What you're describing sounds more limited by the alphabet... each node can be a-z, and can be followed by another letter, a-z, etc. The distinction is critical to the data structure you choose to hold your next-node pointers.
In the tree you describe, the easiest structure to use might be a simple array of pointers... all you need to do is convert the character (e.g. 'A') to its ascii value ('65'), and subtract the starting offset (65) to determine which 'next node' you want. Takes up more space, but very fast insert and traversal.
In a true radix tree, you could have 3, 4, 78, or 0 child nodes, and your 'next node' list will have the overhead of sorting, inserting, and deleting. Much slower.
I can't speak to Java, but if I were implementing a custom radix tree in C#, I'd use one of the built-in .NET collections. Writing your own sorted list isn't really helping you learn the tree concepts, and the built-in optimizations of the .NET collections are tough to beat. Then, your code is simple: Look up your next node; if exists, grab it and go; if not, add it to the next-node collection.
Which collection you use depends on what exactly you're implementing through the tree... every type of tree involves tradeoffs between insertion time, lookup time, etc. The choices you make depend on what is most important to the application, not the tree.
Make sense?
Here's one I found recently that's not a bad API for trees - although I needed graphs it was handy to see how it was set up to separate the data structure for the data it was holding, so you could have a tree-equivalent to Iterator to navigate through the tree, and so on.
https://jsfcompounds.dev.java.net/treeutils/site/apidocs/com/truchsess/util/package-summary.html
If you are actually more interested in speed than space, and if each node represents exactly one letter (implied by your max of 26) then I'd just use a simple array of 26 slots, each referencing a "Node" (the Node is the object containing your array).
The nice thing about a fixed-sized array is that your look up would be much quicker. If you were looking up char "c" that was already guaranteed to be a lower cased letter, the look up would be as easy as:
nextNode=nodes[c-'a'];
A recursive lookup of a string would be trivial.
Thanks for the quick replies.
Yes was snogfish said was correct.
Basically, its a tree with 26 nodes (A-Z) + a bool isTerminator.
Each each node has theses values and they are linked to each other.
I have not learned pointers in depth yet so my tries today to implement this from scratch using unsafe code in C# where futile.
Therefore, I'd be grateful if someone could provide me with the code to get started in C# using the internal tree class. Once I can get it started I can port the algorithms to the other languages and just change it to use pointers.
Thanks very much,
Michael
It doesn't really matter. You can use a linked list, an array (but this will have a fixed size), or a List type from the standard library of your language.

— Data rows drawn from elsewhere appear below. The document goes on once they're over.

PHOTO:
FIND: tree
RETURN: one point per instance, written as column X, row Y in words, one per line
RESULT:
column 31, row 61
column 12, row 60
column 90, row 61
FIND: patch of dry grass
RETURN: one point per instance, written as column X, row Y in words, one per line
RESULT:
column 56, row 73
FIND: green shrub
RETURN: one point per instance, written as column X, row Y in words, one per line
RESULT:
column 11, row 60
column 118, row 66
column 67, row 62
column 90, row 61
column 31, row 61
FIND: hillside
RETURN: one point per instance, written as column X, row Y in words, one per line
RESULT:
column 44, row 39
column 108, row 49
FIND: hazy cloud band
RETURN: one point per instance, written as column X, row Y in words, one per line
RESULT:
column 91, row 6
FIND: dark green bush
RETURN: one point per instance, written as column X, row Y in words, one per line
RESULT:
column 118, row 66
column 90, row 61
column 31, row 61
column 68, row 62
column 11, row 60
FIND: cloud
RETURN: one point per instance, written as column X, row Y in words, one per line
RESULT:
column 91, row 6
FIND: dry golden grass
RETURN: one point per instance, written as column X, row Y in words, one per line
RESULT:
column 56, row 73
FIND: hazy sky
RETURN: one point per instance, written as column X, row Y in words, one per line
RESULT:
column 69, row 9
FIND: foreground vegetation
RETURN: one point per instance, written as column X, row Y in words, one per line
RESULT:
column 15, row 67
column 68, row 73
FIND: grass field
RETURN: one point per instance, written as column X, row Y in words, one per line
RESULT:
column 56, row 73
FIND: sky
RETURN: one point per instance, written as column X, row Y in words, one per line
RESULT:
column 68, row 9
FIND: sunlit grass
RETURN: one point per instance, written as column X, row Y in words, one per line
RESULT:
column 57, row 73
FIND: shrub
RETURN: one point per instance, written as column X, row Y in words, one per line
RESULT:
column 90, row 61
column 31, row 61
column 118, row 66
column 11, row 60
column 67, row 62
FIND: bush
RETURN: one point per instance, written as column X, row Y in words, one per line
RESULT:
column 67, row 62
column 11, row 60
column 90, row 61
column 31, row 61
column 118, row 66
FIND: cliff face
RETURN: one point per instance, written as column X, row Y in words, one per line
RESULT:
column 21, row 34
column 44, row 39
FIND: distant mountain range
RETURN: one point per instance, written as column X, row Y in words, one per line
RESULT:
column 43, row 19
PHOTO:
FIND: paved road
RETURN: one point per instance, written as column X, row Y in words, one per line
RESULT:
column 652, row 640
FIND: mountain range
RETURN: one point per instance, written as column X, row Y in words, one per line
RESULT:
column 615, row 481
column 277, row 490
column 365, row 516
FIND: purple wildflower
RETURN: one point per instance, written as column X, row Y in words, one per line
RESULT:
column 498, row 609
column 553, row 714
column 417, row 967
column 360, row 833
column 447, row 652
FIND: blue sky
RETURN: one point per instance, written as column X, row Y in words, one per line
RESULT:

Using a List/array will mean doing some index book-keeping to traverse the tree, so it might be easiest to use just keep references to the children in the parent.
Check out this Simeon Pilgrim Blog, the "Code Camp Puzzle Reviewed". One of the solutions uses a Radix in C# and you can download the solution.
Related
Given a binary tree, each of it's nodes contains an item with range, for instance, one, particular node may contain a range of ( 1 to 1.23456 ]
If the query element is less than or greater than the described range, it inspects the respective child. For example, it is 1.3
As follows, we will be looking over the right branch, performing 2 "if" checks to see if it fits in the range of the element.
Even though balanced Binary Search Tree (BST) is an elegant way of traversing quickly through a dataset, the amount of "if" checks grows significantly if there are more and more children. It becomes even more of a problem, when it has to be done several million times per second.
Is there an elegant way of storing objects such that given an element with a value (1.3 for example), its value can be simply fed into something as Dictionary? This would quickly retrieve the proper element to whose range this value fits or null if it fits none.
However, dictionary doesn't check against ranges, instead, it expects a single value. Therefore, is there a data structure which can provide an item if supplied key fits within the item's range?
Here a person has similar problem, however he finds out that the memory is wasted. He is being advised to BST approach, but is it the only solution?
Sorry if there is an evident answer, I may missed it.
Are you asking about interval trees? Interval trees allow you get all the elements on the interval x..y within O(logn) time. For C# implementation I have used the libary called IntervalTreeLib and it worked nicely.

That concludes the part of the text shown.